NEW YORK (GenomeWeb) – Kromatid said today that it has received a Fast-Track Small Business Innovation Research (SBIR) grant from the National Human Genome Research Institute to further develop its proprietary single-cell structural genomics platform.
The $206,597 grant was awarded on Aug. 1 and expires at the end of the year.
The automated, whole-genome directional genomic hybridization (dGH) platform is capable of measuring de novo random, low-frequency, and complex structural variations in individual cells, and provides quantitative structural variation data that cannot be measured through any other method, the company said.
The current dGH platform was developed using an SBIR grant from NASA as a sensitive method to assess genomic structural changes caused by exposure to ionizing deep space radiation.
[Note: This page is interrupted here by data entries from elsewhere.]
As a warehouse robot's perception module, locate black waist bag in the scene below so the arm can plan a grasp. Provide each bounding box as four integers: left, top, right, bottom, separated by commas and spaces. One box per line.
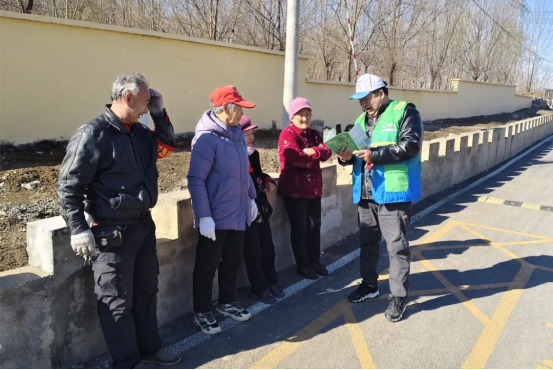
91, 224, 124, 248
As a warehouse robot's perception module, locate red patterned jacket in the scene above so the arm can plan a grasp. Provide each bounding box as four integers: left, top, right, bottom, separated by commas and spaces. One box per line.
277, 124, 332, 198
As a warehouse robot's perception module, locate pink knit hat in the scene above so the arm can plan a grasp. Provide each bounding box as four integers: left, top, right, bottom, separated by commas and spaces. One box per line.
288, 97, 312, 120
Kromatid currently provides commercial dGH assays based on that platform for the detection of oncogenic fusions, the discovery of disease-causing variants, the measurement of biological response as a surrogate for radiation dose, and the measurements of structural off-target effects caused by CRISPR-based gene editing.
According to the SBIR grant abstract, the company's goal is to now provide "high-resolution structural rearrangement data to researchers who need to screen larger libraries of samples (oncology), investigate a very diverse patient population (rare diseases), or assay very large numbers of cells for complex rearrangements (gene editing)." The company plans to develop an automated, full-genome dGH screening method comprised of high-density chromatid paints and image processing software that can detect inversions and translocations smaller than 10 kilobases, which can screen both very large numbers of samples and large numbers of cells in individual samples.
"Through this SBIR award, the NIH is making it possible for Kromatid to provide economical, whole-genome analysis in thousands of single cells per sample — enabling the discovery of rare structural variants and the measurement of extremely low levels of off-target structural damage in batches of edited cells," Kromatid President and Chief Technology Officer Christopher Tompkins said in a statement.